1916: Lloyd George becomes PM without an election when Asquith falls
1922:  Andrew Bonar Law became PM after the 1922 Committee revolt against the Coalition but called an election almost immediately
1923: With Bonar Law resigning because of his terminal cancer Stanley Baldwin is appointed PM. He, too, called an election soon after his appointment, which was inconclusive and led to a vote of no confidence, which, in turn, led to
1924: Ramsay Macdonald being appointed to be PM
Baldwin's second term came after he had led the Conservative Party to a huge victory but
1935: Baldwin was appointed Prime Minister of the Coalition government as Ramsay Macdonald's health was failing; he then won an election but
1937: Baldwin resigned and Chamberlain was appointed PM.

Before anyone starts making stupid comments about Neville Chamberlain let me say it quite forcefully that had there been an election in 1940 as intended, the Conservatives under him would have been returned triumphantly.

And so we come to 1940, from which the situation is a good deal more clear-cut with no real problems with the few coalitions we had.

1940: Churchill appointed PM and, obviously, could not call an election. In any case he leads a war-time coalition that is not dissolved till spring 1945 when Attlee demands an election, not something WSC was keen on. Labour landslide. Churchill loses one more election in 1950 and Conservatives are returned in 1951 though only just and without a popular mandate, which does not matter under our system.
1955: Churchill finally retires and Anthony Eden is appointed PM. He called an immediate General Election and increased the Conservative majority considerably. Well, we all know the sad story of Eden's premiership.
1957: Harold Macmillan is appointed PM. Did not call an election till 1959 which he won.
1963: Sir Alec Douglas Home is appointed PM after Supermac's resignation. Calls election in 1964 and loses though only just by five seats.
1976: James Callaghan is appointed PM after Harold Wilson completely unexpected resignation. Calls election in 1979 and loses.
1990: John Major is appointed PM after the drama of challenge to Thatcher and her resignation. Calls election in 1992 and wins.
2007: Gordon Brown appointed PM after Tony Blair's rather protracted resignation saga. Calls election in 2010 and loses.
2016: Theresa May appointed PM after David Cameron gambles on the EU referendum and loses, resigning immediately. No need to call an election especially as we now have fixed term Parliaments.

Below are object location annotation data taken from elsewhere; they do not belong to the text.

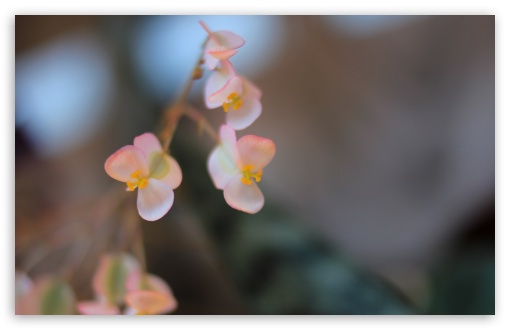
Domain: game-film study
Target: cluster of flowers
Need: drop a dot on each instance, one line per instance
(234, 165)
(119, 283)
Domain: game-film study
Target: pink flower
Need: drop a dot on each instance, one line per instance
(146, 166)
(220, 45)
(148, 294)
(239, 98)
(47, 295)
(119, 280)
(236, 167)
(109, 284)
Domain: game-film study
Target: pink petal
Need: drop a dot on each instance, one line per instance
(217, 81)
(111, 273)
(228, 39)
(210, 61)
(151, 302)
(149, 143)
(243, 197)
(228, 142)
(173, 176)
(125, 161)
(221, 54)
(243, 117)
(250, 90)
(155, 200)
(97, 308)
(221, 168)
(234, 84)
(256, 151)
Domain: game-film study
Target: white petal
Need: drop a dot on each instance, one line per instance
(155, 200)
(255, 151)
(250, 90)
(228, 39)
(243, 197)
(149, 143)
(233, 85)
(210, 61)
(173, 177)
(125, 161)
(245, 115)
(221, 168)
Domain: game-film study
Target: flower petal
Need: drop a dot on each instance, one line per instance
(228, 39)
(97, 308)
(155, 200)
(111, 274)
(233, 85)
(217, 81)
(125, 161)
(221, 168)
(256, 151)
(210, 61)
(243, 117)
(168, 172)
(221, 54)
(228, 142)
(151, 302)
(250, 90)
(243, 197)
(149, 143)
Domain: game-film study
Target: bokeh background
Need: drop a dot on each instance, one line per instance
(380, 199)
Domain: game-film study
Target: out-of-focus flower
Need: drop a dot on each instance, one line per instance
(109, 284)
(236, 166)
(239, 97)
(119, 280)
(220, 45)
(148, 294)
(146, 166)
(48, 295)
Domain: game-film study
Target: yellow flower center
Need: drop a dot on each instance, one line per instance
(139, 181)
(234, 101)
(248, 175)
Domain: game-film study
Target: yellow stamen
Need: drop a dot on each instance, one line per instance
(248, 175)
(140, 181)
(234, 101)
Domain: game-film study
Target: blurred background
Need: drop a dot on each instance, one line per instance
(380, 199)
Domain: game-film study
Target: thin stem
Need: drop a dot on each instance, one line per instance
(211, 35)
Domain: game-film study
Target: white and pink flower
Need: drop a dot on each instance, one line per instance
(239, 97)
(220, 46)
(237, 166)
(146, 166)
(119, 280)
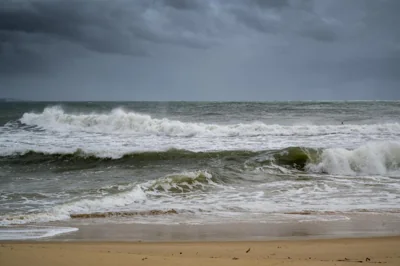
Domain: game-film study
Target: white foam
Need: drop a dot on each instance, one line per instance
(136, 197)
(121, 121)
(381, 158)
(33, 232)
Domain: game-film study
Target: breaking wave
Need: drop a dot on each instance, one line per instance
(121, 121)
(378, 158)
(121, 203)
(381, 158)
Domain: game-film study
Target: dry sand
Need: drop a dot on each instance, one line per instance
(370, 251)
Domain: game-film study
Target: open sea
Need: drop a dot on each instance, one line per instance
(194, 163)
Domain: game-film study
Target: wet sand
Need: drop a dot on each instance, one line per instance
(323, 252)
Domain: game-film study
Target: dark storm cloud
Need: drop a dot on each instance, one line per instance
(272, 47)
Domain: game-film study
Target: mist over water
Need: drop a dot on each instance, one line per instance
(208, 162)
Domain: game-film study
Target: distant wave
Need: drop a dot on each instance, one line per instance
(121, 121)
(377, 158)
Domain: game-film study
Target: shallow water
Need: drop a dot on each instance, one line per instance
(209, 162)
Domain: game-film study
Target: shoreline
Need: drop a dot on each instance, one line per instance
(321, 252)
(125, 230)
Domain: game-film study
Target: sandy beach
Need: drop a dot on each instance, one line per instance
(294, 252)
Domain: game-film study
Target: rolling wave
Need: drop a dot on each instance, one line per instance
(121, 121)
(377, 158)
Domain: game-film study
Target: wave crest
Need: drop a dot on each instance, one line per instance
(122, 121)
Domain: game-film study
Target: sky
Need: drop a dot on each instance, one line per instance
(200, 50)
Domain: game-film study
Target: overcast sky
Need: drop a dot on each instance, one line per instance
(200, 49)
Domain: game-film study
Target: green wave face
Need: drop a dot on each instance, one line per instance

For the sake of brevity I have written of PMs losing or winning elections. Of course, it was the party they led that did so. Let me reiterate my two points:

1. None of our Prime Ministers are elected and
2.  Quite a few of our Prime Ministers even under the modern party system were appointed as their predecessors resigned. Some called an election immediately, some delayed; some then led their parties to victory, some did not.


  1. Nothing like some historical facts to clear up the arguments (or should that be "clean up"?). Anyway, thanks for a good piece on the selection of the new PM.

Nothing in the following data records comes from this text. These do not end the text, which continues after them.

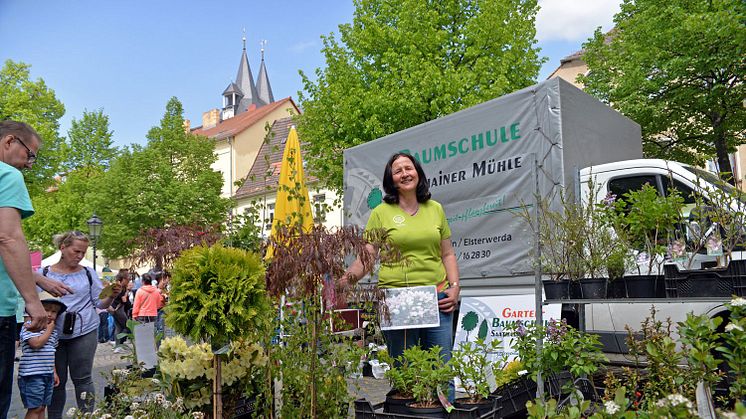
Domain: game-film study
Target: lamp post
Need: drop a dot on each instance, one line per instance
(94, 229)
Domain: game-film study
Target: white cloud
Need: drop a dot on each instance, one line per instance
(299, 47)
(573, 20)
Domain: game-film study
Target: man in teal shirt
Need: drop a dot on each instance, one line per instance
(19, 144)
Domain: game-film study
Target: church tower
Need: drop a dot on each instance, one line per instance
(263, 88)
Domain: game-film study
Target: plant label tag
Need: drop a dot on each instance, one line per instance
(490, 376)
(410, 307)
(444, 401)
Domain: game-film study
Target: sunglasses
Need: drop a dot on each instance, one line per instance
(30, 154)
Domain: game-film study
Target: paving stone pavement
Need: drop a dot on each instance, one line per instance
(106, 360)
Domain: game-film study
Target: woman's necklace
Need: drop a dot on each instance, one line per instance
(410, 211)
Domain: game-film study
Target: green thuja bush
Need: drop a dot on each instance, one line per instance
(217, 294)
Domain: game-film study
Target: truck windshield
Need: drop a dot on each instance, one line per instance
(714, 180)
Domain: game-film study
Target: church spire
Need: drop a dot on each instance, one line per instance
(245, 82)
(263, 88)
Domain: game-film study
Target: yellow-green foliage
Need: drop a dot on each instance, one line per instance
(509, 372)
(189, 369)
(217, 294)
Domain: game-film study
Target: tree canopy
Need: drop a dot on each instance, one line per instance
(677, 68)
(89, 142)
(32, 102)
(167, 183)
(404, 62)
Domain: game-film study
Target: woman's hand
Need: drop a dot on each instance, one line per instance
(449, 303)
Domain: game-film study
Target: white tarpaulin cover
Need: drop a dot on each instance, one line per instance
(479, 164)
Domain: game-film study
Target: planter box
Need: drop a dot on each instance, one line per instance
(718, 282)
(366, 410)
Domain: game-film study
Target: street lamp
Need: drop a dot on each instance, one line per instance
(94, 229)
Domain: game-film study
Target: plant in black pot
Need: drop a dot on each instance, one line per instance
(431, 378)
(559, 232)
(472, 366)
(401, 377)
(648, 222)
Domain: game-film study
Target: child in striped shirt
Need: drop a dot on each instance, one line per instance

    PS: The great bane of our modern western societies is the declining standards of the news media.

    1. Did the news media ever actually have a golden age when they weren't clueless on every issue of importance? I'm in my 40s and I don't remember a time when the bulk of news media output was of a noticeably higher standard than today. There are rare bright spots but they are noticeable by their scarcity.

    2. I like to think there was a time but would be hard put to name when.